Plant-Food-Research-Open / assemblyqc

A Nextflow pipeline for evaluating assembly quality
https://plant-food-research-open.github.io/assemblyqc/
MIT License
26 stars 2 forks source link

Create a line plot for synteny #74

Closed GallVp closed 3 months ago

GallVp commented 1 year ago

From Ignacio Carvajal

It is apparently possible to run Dgenies locally on linux. I have not played around with it too much because the nice thing about it is the interactivity of the results. I'll experiment running this on powerplant at some point and opening the results on powerplant from a browser. It would be nice to skip downloading on the local machine step which can be a pain, especially for larger geneomes. There are other dotplot visualization packages out there if you run into trouble with dgenies.

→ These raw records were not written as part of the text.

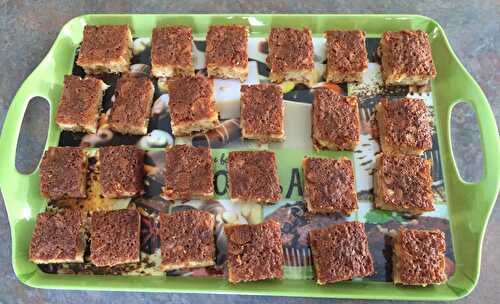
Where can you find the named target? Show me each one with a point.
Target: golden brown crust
(419, 257)
(253, 177)
(340, 252)
(335, 120)
(254, 252)
(58, 237)
(132, 105)
(114, 237)
(403, 183)
(346, 55)
(189, 173)
(329, 185)
(121, 171)
(262, 112)
(404, 126)
(187, 239)
(63, 173)
(80, 104)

I think this is what you mean by filtering of the matches based on identity or length. See here for an example: https://dgenies.toulouse.inra.fr/result/chimp_vs_human

Generating the PAF file that is requried as an input is as easy as: 'minimap2 -t 10 -cx asm10 ${ANITRA_ASSEMBLY} ${WA_ASSEMBLYA}> AN_WA23_asm10.paf'

This is comparing two raspberry assemblies using 10 threads. It takes 150 sec to run. The other inputs for Dgeneies are the two assemblies (${ANITRA_ASSEMBLY} and ${WA_ASSEMBLYA} in this case).

One important thing that I have not tested is the minimap2 parameters. I've been using asm10, which they say is for "intra-species asm-to-asm alignments where the expected divergence is 1%". You can also specify asm5 and asm20 which correspond to .5% and 2% respectively. 1% seems to work well in my cases but it may not be a one size fits all.

Please keep me in the loop for your ideas and if you need help/testing. Keen to contribute.